I picked up Neil Gaiman's American Gods years ago, because I heard nothing but wonderful things about him as an author.  Could not get into it.  His writing was too rough around the edges for the girls who loves all things lyrical and flowing.  I ran headlong into the same conundrum when I looked through Neverwhere so I wrote off Gaiman as one of those authors that other people loved and cherished, but that I would never really like.  Obviously, he is very brilliant and successful (hell he's co-written a few Doctor Who episodes), but there was just a stylistic discrepancy that I couldn't reconciled, kind of how I'm viewing Cassandra Clare.

Stardust is different.  Here was that magical, flowing, fairytale language that I crave with a few harsh patches to keep things interesting.  It follows the adventures of young Tristran (for the first half the tale, I thought it was Tristan, which is waaaay easier to pronounce) Thorn in his quest through the land of Faerie to find a fallen star in order to fulfill a promise made to the lovely Victoria Forester whom Tristran (along with every other young man in the village of Wall) is enamored of.  Victoria promises to give Tristan his heart's desire if he brings this back to her, but when she says it, she's only indulging the fantasies of silly shop boy, never dreaming that he would seriously seek to complete such a quest.  The village of Wall sits on the edge of the Faerie world and once every nine years a magical market takes place in the meadow just beyond.  The story begins prior to Tristran being born and actually *spoiler alert* ends after his death, which I found very clever, because it showed that while he is a major player in the turnings of the world, he was not the end all and be all of the world itself.  While Tristran is out on his quest to find this star for love, a witch-queen is also seeking it for the burning heart of a star will bestow eternal youth on her and her sisters, and along side of this there is also a family blood fuel occurring involving three once seven brothers for the right of succession to the mountainous Stormhold. 

The star, Tristran discovers, is not a lump of cold, lifeless metal as he had thought to find, but a beautiful girl with a blue dress, white blonde hair, and a broken leg from where she'd fallen out of the sky.  He binds her with a silver chain made out of materials meant to hold magical/mystical things, and she, of course, hates him for this, but as the journey continues they both change.  By the time they return to Wall after thwarting the witch-queen and resolving the issue of the succession, Tristran realizes that his heart's desire was found in the quest itself, and Vicky Forester was actually betrothed to another prior to their conversation about the star, hence her indulgence of his fantasies.

That bugged me to no end and I was hoping the tale would end as it did, because frankly I thought Victoria Forester was a vindictive twit, and that Tristran could do much better.  I was also bothered by the fact that he was willing to drag this poor star along with him with her broken leg in order to fulfill a promise to a woman who clearly was playing him for a fool.  It made me think less of the character, but ingeniously, this was Gaiman's intent.  The hope that he would turn things around kept me reading, and I'm very happy I was not disappointed.

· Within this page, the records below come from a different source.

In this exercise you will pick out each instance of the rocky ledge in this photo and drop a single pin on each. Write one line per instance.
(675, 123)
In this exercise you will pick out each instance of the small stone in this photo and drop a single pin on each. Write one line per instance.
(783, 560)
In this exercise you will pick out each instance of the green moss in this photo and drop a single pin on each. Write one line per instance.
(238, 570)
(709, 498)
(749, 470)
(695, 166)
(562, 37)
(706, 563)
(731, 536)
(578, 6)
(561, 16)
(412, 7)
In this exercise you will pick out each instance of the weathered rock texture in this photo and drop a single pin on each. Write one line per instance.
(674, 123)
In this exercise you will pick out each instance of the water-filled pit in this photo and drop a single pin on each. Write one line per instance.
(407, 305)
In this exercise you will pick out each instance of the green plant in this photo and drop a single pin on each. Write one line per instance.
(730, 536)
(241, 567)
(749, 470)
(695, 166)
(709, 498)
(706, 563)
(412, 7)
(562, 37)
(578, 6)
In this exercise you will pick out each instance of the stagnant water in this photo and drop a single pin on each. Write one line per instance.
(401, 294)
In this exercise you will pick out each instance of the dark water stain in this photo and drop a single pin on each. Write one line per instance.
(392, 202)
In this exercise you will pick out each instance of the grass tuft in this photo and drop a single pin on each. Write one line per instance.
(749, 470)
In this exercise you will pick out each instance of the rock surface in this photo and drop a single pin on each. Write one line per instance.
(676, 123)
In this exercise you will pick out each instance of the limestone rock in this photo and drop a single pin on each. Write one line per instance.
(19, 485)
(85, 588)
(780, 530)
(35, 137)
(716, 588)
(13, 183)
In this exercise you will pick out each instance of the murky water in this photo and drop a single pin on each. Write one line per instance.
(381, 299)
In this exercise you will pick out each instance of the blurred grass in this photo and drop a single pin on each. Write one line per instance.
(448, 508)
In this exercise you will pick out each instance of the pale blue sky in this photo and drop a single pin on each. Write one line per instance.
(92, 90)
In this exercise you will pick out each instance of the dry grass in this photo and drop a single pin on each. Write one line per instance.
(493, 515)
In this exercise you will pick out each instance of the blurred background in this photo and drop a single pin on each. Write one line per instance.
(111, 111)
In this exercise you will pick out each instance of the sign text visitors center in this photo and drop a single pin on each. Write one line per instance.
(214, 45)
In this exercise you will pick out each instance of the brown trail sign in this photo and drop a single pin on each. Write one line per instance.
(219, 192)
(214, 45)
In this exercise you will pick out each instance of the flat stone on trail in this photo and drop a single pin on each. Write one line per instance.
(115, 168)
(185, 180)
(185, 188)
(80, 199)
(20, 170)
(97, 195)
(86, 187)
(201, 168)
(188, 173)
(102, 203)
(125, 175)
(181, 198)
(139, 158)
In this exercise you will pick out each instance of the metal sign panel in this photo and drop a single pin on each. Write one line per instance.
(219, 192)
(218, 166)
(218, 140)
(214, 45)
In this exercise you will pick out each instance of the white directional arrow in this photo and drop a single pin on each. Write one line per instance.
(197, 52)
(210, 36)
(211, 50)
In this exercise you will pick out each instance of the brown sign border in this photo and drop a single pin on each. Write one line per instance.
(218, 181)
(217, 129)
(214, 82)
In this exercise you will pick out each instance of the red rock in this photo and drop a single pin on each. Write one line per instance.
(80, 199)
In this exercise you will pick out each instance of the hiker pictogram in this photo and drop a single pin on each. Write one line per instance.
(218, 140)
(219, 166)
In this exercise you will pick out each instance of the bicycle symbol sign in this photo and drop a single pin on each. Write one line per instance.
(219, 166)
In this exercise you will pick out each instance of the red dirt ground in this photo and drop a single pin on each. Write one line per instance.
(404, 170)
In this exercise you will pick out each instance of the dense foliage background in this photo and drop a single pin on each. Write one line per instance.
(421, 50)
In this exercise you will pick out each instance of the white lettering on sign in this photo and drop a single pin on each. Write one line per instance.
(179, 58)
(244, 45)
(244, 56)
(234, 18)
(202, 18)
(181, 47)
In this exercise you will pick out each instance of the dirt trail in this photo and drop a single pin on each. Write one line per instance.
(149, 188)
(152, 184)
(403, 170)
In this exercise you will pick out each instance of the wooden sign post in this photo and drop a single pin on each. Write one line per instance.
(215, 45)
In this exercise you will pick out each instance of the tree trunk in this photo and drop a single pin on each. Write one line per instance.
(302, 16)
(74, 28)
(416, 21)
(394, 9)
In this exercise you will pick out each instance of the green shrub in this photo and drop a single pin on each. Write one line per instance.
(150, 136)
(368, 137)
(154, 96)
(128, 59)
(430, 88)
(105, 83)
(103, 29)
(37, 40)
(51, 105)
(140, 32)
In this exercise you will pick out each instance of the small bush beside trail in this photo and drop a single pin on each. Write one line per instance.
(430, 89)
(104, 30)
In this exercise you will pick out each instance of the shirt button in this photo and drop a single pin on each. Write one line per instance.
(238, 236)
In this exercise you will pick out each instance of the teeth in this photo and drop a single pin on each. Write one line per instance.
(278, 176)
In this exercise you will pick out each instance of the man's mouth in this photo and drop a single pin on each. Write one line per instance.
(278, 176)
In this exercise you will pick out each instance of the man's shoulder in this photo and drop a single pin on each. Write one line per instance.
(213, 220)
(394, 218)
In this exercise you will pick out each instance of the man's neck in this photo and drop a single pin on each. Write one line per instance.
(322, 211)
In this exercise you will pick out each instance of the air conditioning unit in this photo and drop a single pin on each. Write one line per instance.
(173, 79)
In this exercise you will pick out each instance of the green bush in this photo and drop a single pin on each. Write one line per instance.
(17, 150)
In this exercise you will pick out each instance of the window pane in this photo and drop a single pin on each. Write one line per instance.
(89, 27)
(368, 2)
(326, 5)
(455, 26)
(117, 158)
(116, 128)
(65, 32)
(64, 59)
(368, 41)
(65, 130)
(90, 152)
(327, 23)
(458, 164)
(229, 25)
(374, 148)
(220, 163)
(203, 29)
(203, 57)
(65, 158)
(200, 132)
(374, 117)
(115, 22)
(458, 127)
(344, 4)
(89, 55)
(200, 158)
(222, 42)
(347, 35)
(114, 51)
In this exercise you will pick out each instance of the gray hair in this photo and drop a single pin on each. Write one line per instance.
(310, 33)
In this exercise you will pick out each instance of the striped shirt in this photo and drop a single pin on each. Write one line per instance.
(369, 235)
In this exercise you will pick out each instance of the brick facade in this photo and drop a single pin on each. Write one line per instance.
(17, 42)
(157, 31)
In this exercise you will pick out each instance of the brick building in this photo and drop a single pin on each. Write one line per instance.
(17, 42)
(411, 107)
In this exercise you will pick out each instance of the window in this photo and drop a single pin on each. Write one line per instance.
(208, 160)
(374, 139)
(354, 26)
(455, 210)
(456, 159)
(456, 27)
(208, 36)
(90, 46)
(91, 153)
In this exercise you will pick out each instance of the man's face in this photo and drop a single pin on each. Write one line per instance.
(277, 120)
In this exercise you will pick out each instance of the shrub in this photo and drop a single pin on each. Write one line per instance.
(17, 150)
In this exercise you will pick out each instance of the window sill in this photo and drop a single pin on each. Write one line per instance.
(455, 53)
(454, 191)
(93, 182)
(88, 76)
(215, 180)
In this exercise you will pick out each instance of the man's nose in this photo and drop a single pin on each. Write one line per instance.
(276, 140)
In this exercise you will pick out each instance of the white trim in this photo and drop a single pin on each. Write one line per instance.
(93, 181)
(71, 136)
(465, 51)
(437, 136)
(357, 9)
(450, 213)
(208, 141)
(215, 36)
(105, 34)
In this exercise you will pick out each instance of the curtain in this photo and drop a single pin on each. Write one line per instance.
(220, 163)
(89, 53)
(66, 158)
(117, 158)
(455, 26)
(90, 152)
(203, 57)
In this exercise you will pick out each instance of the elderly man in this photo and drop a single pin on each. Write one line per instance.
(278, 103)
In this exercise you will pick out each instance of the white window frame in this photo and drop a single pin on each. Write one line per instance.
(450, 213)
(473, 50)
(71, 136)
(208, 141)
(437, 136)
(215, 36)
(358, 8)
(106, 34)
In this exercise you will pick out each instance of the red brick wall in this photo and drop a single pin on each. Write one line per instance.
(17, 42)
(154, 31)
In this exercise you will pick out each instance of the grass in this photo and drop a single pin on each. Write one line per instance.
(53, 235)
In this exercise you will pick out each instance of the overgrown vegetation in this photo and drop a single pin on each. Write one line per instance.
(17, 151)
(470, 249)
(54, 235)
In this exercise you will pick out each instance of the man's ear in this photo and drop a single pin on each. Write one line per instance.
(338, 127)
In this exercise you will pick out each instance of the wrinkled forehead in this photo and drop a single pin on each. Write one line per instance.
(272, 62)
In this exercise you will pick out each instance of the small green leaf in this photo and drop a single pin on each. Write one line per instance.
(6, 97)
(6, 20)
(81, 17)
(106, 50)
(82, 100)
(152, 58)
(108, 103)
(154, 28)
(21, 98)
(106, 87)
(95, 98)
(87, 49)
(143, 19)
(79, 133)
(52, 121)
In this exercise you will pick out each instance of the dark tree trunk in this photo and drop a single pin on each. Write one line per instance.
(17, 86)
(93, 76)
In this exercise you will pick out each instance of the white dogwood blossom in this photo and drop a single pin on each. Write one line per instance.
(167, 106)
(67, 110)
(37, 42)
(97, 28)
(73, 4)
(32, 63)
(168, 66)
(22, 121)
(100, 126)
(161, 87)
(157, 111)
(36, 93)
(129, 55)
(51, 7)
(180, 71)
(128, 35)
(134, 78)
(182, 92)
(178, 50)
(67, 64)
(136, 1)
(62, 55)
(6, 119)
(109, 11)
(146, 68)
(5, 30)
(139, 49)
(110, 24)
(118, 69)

The language and world building in this story are phenomenal.  As I said it's fairytale with rough edges, but polishing such would ruin the effect.  You are left with the idea that much more could be said about the world of Faerie where Tristran dares to venture. Gaiman also incorporates common myths and legends into his world to give you a sense of familiarity.  Things such as the battle between the lion and the unicorn along with the hidden loopholes and obligations in all magical things.  I really can find no fault with this story, and I believe I will be reading his Coraline next.

Four and half stars and now I need to watch the movie.